9. The argument that “we must put conversion inside the white space to chase efficiency” collapses under scrutiny: the marginal efficiency difference between an adjacent-gray-space conversion line and an in-row conversion line, with modern busway, is dwarfed by the risk, operational cost, and scope inflation created by the in-row placement.
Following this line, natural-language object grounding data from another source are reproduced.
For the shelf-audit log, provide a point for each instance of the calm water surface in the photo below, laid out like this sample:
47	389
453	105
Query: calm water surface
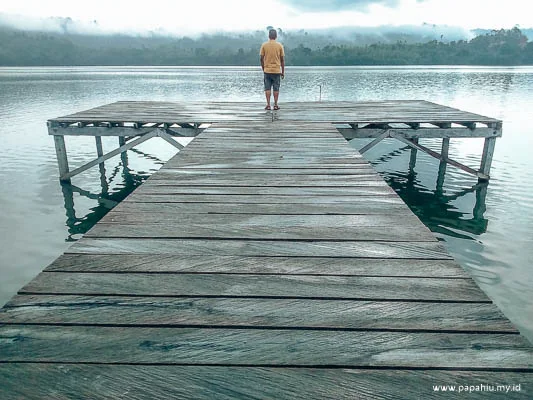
488	230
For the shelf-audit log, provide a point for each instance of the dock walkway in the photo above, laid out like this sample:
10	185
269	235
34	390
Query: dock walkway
265	260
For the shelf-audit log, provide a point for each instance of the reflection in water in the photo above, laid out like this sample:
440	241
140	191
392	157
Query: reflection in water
434	207
79	225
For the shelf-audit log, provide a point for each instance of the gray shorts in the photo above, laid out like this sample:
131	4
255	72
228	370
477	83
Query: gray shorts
272	81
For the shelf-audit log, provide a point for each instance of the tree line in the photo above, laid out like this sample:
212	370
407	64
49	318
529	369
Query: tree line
22	48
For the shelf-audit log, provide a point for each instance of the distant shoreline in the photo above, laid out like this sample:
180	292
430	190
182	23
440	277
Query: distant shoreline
26	49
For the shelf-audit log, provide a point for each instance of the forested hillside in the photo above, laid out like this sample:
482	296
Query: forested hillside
24	48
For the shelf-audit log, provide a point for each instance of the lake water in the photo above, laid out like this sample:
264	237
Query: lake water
488	230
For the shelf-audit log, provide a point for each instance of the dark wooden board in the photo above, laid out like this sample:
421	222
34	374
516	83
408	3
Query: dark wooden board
258	313
307	194
369	112
104	382
398	228
174	208
158	263
264	347
266	248
289	286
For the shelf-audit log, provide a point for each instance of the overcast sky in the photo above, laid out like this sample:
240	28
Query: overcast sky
192	16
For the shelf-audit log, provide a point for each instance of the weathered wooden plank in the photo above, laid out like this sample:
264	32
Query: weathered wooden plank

10. The correct architecture is an adjacent but separate gray space, with MV/DC conversion, storage, and switching operated and maintained by qualified personnel under a disciplined access regime, connected to the white space by a hardened DC bus that is itself the only thing that crosses the wall.
What This Paper Is Not
This paper is not a rejection of 800 V DC. The thermodynamic, cabling, and integration arguments for a higher DC distribution voltage in AI-class racks are real and worth taking seriously. The Open Compute Project Open Rack V3 work, the EMerge Alliance 380 V DC occupant-space guidance, and a generation of published research on HVDC data center power argue credibly that the facility distribution voltage should rise. The question this paper asks is a different question: where should the equipment that produces, stores, and switches that voltage live, and who should be allowed to touch it?
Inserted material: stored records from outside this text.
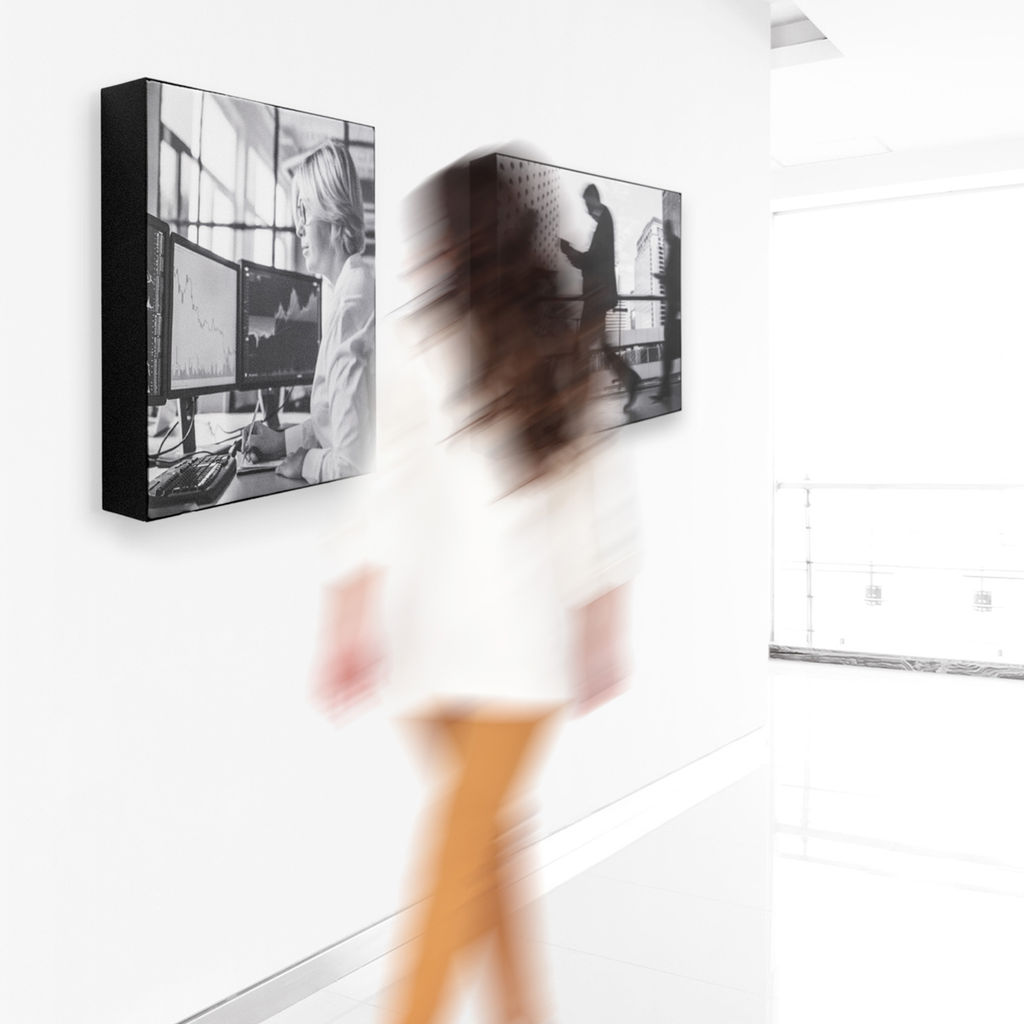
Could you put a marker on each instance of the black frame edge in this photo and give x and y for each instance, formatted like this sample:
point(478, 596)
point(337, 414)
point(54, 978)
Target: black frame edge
point(123, 240)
This paper is not a vendor bake-off. DG Matrix’s SST program is one instance of a broader trend. Other firms, including incumbents and start-ups, are exploring similar architectures. This paper uses the DG Matrix paper as a concrete reference because (a) it is the most explicit and well-drawn example publicly available at the time of writing, and (b) Mr. Sopher and DG Matrix deserve engagement on the merits rather than innuendo. The points made here apply equally to any vendor that proposes the same architectural pattern.
This paper is not a claim that white-space-side power conditioning is always wrong. Rack-level PDUs, bus-bar taps, and last-mile DC/DC converters at the 48-V and 54-V classes are mature and safe, and belong inside the rack. What does not belong inside the rack is anything capable of delivering arc-flash energy that requires an NFPA 70E risk assessment, anything whose failure mode includes thermal runaway of cells at the multi-kilowatt-hour class, or anything whose installation, test, commissioning, and routine maintenance require a qualified electrical worker, a shock boundary, or a PPE category above Category 1.
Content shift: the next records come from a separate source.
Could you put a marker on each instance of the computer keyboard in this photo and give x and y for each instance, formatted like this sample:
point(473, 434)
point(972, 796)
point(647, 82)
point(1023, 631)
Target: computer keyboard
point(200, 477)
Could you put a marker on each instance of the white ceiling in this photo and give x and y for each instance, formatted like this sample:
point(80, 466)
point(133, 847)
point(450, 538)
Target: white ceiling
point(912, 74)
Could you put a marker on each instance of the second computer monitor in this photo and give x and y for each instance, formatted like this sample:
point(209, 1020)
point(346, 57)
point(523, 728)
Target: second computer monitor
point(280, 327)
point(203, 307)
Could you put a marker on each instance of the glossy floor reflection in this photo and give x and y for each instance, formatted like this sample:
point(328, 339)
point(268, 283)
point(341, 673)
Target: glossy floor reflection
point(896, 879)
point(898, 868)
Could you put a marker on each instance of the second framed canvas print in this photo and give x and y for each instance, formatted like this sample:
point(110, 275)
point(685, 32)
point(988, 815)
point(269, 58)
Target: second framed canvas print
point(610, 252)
Organization of This Paper
Part I reviews the gray/white space doctrine: where it came from, why it exists, and the twelve operational dimensions along which the two environments differ. Part II walks through the electrical codes and standards that apply: NEC Articles 110, 409, 450, 480, 645, 706, and 710; NFPA 70E 2024; NFPA 75 and 76; NFPA 855; TIA-942-C; BICSI 002-2024; Uptime Institute Tier Standard: Topology. Part III addresses the physics and practical safety of 800 V DC: body-current effects per IEC 60479-1, zero-crossing and fault clearing, the limits of IEEE 1584-2018 at DC, super-capacitor stored energy, and the state of DC-rated PPE and overcurrent devices. Part IV addresses cybersecurity implications, including the Fazio/Target vector in detail, the NIST 800-53 PE family mapping, zero-trust physical access, separation of duties, principle of least privilege, and the sector-specific compliance obligations (PCI, HIPAA, FedRAMP, SOC 2, CMMC, NIS2). Part V addresses operational standards: change control, LOTO, MOPs/EOPs/SOPs, concurrent maintainability, and how in-white-space power infrastructure structurally undermines each. Part VI documents historical incidents—power, fire, cooling, and cyber—where the failure vector was a contractor, technician, or facilities worker, and traces each one to a lesson that the DG Matrix architecture ignores. Part VII sets out the correct architecture and enumerates the design principles that govern it. Part VIII offers consolidated recommendations mapped to codes and frameworks. The appendices provide a glossary, a summary of unanswered questions for any vendor proposing this architecture, and a standards index.